A Bela e a Fera

Era uma vez um mercador que, precisando fazer uma longa viagem, perguntou as três filhas que presentes desejavam lhes trouxesse, ao regressar. As duas mais velhas pediram vestidos e joias, e a mais nova, chamada Bela, que era a predileta do pai, pediu-lhe apenas uma rosa.

Resolvidos os negócios e quando já tinha empreendido a viagem de retorno, perdeu-se o mercador à noite num bosque. Caía neve e o vento era tão forte que tornava a caminhada muito incomoda e fatigante. De repente, porém, ele viu brilharem umas luzes entre as árvores. Encaminhou-se para aquele lugar e encontrou-se diante de um palácio todo iluminado. Entrou e, depois de atravessar vários salões completamente desertos, chegou a um compartimento, onde estava posta uma grande mesa, com muitas iguarias. Como estava com fome, sentou-se e comeu com grande apetite. Satisfeito o seu desejo, passou para outro cômodo, onde encontrou uma bela cama. Sem mais preâmbulos, deitou-se e adormeceu.

Na manhã seguinte, despertou, já com o sol alto e, junto ao leito, em vez de seus velhos trajes, achou uma bela e nova roupa. Vestiu-a sem receio e, depois da refeição matinal, que já encontrou preparada, saiu da hospitaleira e misteriosa habitação. Mas, quando ia passando pelo jardim, viu um roseiral florido. Recordando-se, só então, do pedido da filha predileta, colheu a mais bela rosa. Tão logo o fez, sentiu o chão tremer de modo apavorante e uma horrível fera surgiu ante o espantado mercador.

— Ingrato! – exclamou o estranho ser. Hospedei-te em meu castelo e tu, como único agradecimento, colhes a flor do meu rosal, profanando aquilo que estimo ainda mais que a própria vida! Como castigo, vais morrer!

O pobre homem, tremulo, suplicou à fera que lhe perdoasse e involuntária ofensa a contou-lhe que havia colhido a rosa para levá-la de presente à filha mais nova.

— Perdôo-te – disse o monstro com a condição de me trazeres aqui essa tua filha!

O velho adorava a sua Bela e, com profundo pesar, teve de levá-la ao castelo do bosque e ali deixá-la à mercê do monstro.

A donzela estava convicta de que seria por ele devorada e ficou assombrada ao verificar que, ao contrário, ele a tratava com toda a delicadeza, tudo fazendo para que nada lhe faltasse e adivinhando seus mínimos desejos. Todas as tardes, o estranho hospedeiro ia visitar sua hóspede e entretinha-se a palestrar com ela. Assim, pouco a pouco, quase sem o perceber, Bela se afeiçoou à Fera, a ponto de não poder ficar por muito tempo sem sua presença. Nos aposentos que a donzela ocupava no castelo, havia um espelho mágico, que refletia nitidamente tudo quanto se passava na casa do mercador. Bela, de quando em quando, olhava no espelho para informar-se a respeito de sua família. Uma noite, ela viu, por ele, que o pai adoecera gravemente. Chorando, suplicou ao monstro licença para passar uns dias com os seus pais e irmãos. A fera, após recomendar-lhe que regressasse no fim de uma semana, consentiu.

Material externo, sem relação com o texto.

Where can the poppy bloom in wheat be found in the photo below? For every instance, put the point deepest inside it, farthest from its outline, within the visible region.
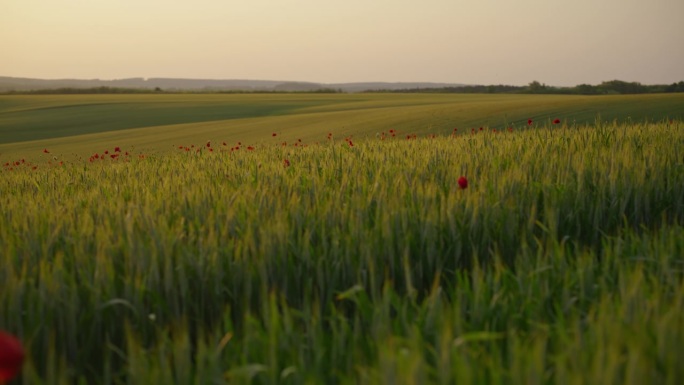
(462, 183)
(11, 356)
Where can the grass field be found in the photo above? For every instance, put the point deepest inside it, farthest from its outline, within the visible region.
(73, 125)
(353, 259)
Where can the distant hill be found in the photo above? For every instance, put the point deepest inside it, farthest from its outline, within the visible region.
(8, 84)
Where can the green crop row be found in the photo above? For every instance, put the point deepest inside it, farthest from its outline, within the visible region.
(355, 262)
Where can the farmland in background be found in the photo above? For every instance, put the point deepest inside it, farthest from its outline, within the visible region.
(353, 255)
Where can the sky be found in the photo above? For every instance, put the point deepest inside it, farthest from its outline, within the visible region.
(556, 42)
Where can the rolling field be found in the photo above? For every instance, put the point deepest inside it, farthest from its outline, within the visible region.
(352, 257)
(74, 125)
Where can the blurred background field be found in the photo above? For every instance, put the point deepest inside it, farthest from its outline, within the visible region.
(76, 125)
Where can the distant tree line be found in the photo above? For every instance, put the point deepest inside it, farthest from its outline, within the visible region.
(121, 90)
(613, 87)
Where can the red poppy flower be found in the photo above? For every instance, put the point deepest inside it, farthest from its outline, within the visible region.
(462, 183)
(11, 356)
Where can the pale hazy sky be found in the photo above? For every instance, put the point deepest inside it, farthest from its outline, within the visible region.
(558, 42)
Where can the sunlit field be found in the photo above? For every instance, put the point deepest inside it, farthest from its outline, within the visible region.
(77, 125)
(350, 257)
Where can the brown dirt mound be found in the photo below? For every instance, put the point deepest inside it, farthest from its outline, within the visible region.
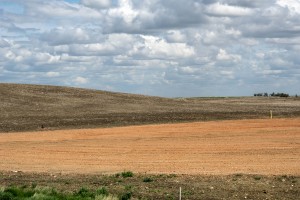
(223, 147)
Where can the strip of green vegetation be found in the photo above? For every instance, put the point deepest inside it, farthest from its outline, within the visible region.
(20, 193)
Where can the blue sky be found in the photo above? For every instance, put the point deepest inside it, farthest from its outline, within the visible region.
(165, 48)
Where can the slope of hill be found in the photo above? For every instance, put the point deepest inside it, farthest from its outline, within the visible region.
(36, 107)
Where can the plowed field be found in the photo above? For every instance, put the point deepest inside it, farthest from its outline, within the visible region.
(222, 147)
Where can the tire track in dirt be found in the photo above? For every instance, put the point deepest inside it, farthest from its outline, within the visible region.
(222, 147)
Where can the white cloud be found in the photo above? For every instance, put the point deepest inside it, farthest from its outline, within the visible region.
(292, 5)
(223, 55)
(219, 9)
(80, 80)
(154, 47)
(98, 4)
(52, 74)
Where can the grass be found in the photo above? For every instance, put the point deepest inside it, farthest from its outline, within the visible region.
(48, 107)
(22, 193)
(163, 186)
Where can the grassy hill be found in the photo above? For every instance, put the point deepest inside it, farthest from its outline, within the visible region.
(37, 107)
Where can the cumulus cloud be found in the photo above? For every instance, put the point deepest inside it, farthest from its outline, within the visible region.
(219, 9)
(99, 4)
(167, 48)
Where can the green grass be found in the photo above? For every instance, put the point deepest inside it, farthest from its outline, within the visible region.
(22, 193)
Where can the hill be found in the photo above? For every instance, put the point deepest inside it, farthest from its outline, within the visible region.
(36, 107)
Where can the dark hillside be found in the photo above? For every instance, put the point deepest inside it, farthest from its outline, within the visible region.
(34, 107)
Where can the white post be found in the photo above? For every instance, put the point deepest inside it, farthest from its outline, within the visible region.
(180, 193)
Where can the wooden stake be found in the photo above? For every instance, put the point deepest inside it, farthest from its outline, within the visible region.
(180, 193)
(271, 114)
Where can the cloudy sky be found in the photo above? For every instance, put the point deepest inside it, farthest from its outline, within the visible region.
(165, 48)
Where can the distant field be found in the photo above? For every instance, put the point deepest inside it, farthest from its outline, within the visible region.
(227, 148)
(35, 107)
(263, 146)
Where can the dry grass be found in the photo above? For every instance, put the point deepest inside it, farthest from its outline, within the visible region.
(31, 107)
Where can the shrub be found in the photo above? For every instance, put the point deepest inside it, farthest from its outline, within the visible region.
(102, 191)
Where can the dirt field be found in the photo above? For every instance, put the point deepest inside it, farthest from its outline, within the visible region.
(224, 147)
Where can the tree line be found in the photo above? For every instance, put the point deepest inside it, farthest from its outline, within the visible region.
(272, 94)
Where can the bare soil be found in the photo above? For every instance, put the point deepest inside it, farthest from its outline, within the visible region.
(39, 107)
(267, 147)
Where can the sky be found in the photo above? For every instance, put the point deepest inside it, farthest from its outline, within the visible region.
(169, 48)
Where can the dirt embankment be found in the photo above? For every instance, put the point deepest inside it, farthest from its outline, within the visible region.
(31, 107)
(223, 147)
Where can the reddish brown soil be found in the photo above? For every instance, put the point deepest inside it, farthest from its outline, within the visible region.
(223, 147)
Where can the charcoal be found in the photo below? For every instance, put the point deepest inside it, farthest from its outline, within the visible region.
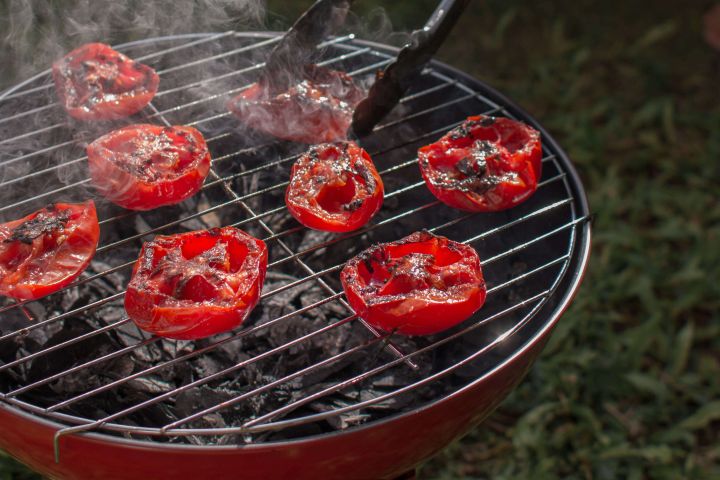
(240, 364)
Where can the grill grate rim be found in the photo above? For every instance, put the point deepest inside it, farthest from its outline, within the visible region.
(268, 421)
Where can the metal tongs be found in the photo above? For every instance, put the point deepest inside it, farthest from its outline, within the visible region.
(297, 48)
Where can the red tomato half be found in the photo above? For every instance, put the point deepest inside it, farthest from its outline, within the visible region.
(193, 285)
(419, 285)
(142, 167)
(318, 109)
(94, 82)
(46, 250)
(485, 164)
(334, 187)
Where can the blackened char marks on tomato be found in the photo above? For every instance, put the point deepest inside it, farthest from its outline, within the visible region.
(419, 285)
(44, 223)
(46, 250)
(95, 82)
(334, 187)
(196, 284)
(317, 108)
(144, 166)
(485, 164)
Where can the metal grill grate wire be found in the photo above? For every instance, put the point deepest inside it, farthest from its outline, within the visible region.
(275, 420)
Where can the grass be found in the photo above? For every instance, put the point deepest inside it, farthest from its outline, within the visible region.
(629, 386)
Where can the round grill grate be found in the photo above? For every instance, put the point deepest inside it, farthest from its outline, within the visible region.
(302, 364)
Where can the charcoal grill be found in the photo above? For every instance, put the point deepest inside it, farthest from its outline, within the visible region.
(304, 388)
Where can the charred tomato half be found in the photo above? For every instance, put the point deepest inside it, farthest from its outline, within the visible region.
(485, 164)
(334, 187)
(46, 250)
(142, 167)
(95, 82)
(193, 285)
(419, 285)
(316, 109)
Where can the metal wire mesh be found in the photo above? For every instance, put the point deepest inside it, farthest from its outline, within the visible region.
(526, 252)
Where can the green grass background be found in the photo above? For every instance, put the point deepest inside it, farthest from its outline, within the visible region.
(629, 386)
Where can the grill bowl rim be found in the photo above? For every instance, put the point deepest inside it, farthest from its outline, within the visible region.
(571, 281)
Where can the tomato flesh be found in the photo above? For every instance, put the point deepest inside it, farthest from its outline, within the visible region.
(317, 109)
(95, 82)
(46, 250)
(193, 285)
(141, 167)
(485, 164)
(334, 187)
(419, 285)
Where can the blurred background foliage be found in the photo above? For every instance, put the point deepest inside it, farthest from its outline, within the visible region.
(629, 385)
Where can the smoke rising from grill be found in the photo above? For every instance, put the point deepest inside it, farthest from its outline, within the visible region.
(294, 305)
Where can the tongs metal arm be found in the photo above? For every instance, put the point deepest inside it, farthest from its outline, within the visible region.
(391, 84)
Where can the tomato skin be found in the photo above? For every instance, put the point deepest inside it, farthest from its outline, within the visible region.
(95, 82)
(317, 109)
(419, 285)
(141, 167)
(334, 187)
(46, 250)
(196, 284)
(486, 164)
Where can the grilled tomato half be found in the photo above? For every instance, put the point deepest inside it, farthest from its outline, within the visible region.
(46, 250)
(316, 109)
(334, 187)
(193, 285)
(94, 82)
(485, 164)
(419, 285)
(141, 167)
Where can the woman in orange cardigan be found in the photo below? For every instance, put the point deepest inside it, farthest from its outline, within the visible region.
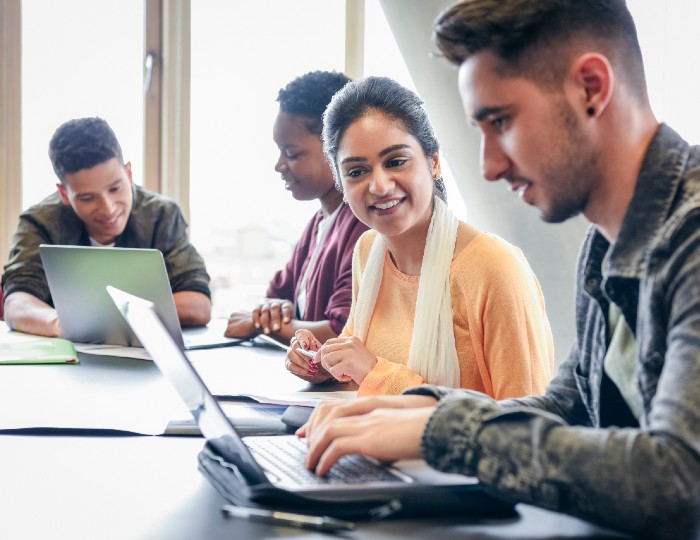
(434, 299)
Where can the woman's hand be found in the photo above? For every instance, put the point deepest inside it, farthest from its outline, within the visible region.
(346, 358)
(372, 427)
(302, 366)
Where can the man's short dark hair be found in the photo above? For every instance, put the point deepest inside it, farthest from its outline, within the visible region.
(82, 143)
(308, 95)
(537, 39)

O mercador, devido à alegria de poder ver e abraçar novamente a filha querida, sarou depressa. Os dias passavam voando para a jovem, na casa paterna, e a semana findou sem que ela percebesse. Uma noite, porém, ela sonhou que o monstro estava agonizante e chamava por ela aflitivamente. Atemorizada e cheia de remorsos, acordou, levantou-se e partiu no mesmo instante para o palácio do bosque, onde encontrou a fera no jardim, estendida junto ao roseiral e desacordada. A donzela, em prantos, abraçou-a e disse-lhe, soluçando:

— Não morras! Não morras! Se sarares, eu me casarei contigo!

Apenas acabou de pronunciar tais palavras, a fera, dando um salto, transformou-se num belo príncipe. Agradeceu, então, à jovem por ter posto fim, com suas palavras, ao triste encantamento a que tinha sido condenado por uma bruxa. Em seguida, levou-a para o seu reino, onde o casamento foi celebrado com deslumbrantes pompas e os esposos viveram alegres e felizes, por muitos e muitos anos.